Introduction to NANDA Nursing Diagnosis: Risk of Urinary Tract Injury
The Risk of Urinary Tract Injury nursing diagnosis refers to a risk of the potential development of damage to the genitourinary tract from injury or infection. This NANDA nursing diagnosis can be related to a variety of factors, including weakened immune system, poor nutrition and urinary tract obstructions. It is important for nurses to assess the risk factors for the development of this condition, identify interventions to reduce the risk, and provide specific instructions on how to care for patients with a risk of urinary tract injury.
NANDA Nursing Diagnosis Definition
The NANDA Nursing Diagnosis of “Risk of Urinary Tract Injury” is defined as a potential vulnerability in which an individual is at risk of incurring physical harm to the genitourinary tract due to accidental trauma, infective agents, or iatrogenic (medically induced) causes.

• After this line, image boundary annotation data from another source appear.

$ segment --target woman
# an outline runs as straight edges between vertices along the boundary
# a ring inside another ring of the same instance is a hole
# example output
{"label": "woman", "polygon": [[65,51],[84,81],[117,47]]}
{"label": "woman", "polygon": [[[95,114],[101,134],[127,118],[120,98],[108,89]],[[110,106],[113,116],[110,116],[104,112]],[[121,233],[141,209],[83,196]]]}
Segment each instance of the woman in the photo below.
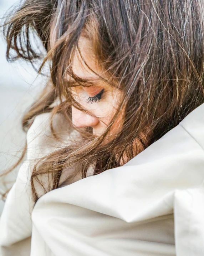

- Expresses fear about medical interventions
- Expresses fear about illness
- Expresses fear about future health
- Presence of decreased strength
- Presence of decreased mobility
- Presence of infection
- Presence of incontinence
- Presence of catheterization
- Presence of tumors/polyps
- Low fluid intake resulting in decreased urine output
- Bladder outlet obstruction
- Inability to void due to circulatory disturbances or postoperative conditions
- Weakened immune system
- Impaired renal function
Individuals who are vulnerable to urinary tract injury are those who are elderly, have decreased mobility, weakened immune systems, and are undergoing medical intervention such as catheterization, dialysis, or surgery.
The associated problems may include urinary tract infections, trauma, bladder spasms, and the formation of stones or tumors.
Suggestions for Use
The Risk of Urinary Tract Injury nursing diagnosis may be used to assess the patient’s risk and provide interventions to prevent the patient from developing this condition. Nurses should also assist in educating the patient’s family or caregiver on ways to reduce the risk of urinary tract injury.
Suggested Alternative NANDA Diagnoses
- Risk for Falls
- Ineffective Immune System
- Risk for Infection
When using this diagnosis, it is important to assess and monitor the patient’s risk factors and develop a plan of care that includes interventions to reduce the risk of developing urinary tract injury.
- Infection Control – Risk of infection is reduced.
- Mobility: Physical – Mobility and physical functioning is improved.
- Health Maintenance – The patient is able to recognize risks and complete prevention measures.
- Nutrition: Hydration – Patient is able to maintain adequate hydration.
- Injury Prevention – Risk of injury is minimized.
- Monitor urinary output to detect any changes in urine production.
- Assess skin integrity in patients with urinary catheters or indwelling Foley catheters.
- Administer prescribed medications to treat and/or prevent infection.
- Encourage water intake to prevent dehydration.
- Educate patient and/or family on prevention of falls and ways to minimize the risk for developing infection.
- Evaluate patients for signs of infection, such as blood in the urine.
Conclusion and FAQ
The Risk of Urinary Tract Injury nursing diagnosis is important to assess and manage in any patient population. The nurse should assess the patient’s risk factors and implement interventions to reduce the risk of developing this condition. With proper assessment, education, and preventative strategies, the patient can be well-prepared to prevent and manage this diagnosis.
Frequent Asked Questions
- What are the signs and symptoms of this nursing diagnosis?
- What can be done to reduce the risk?
- What is the best way to address the patient’s fear?
- What nursing interventions should be used to monitor the patient?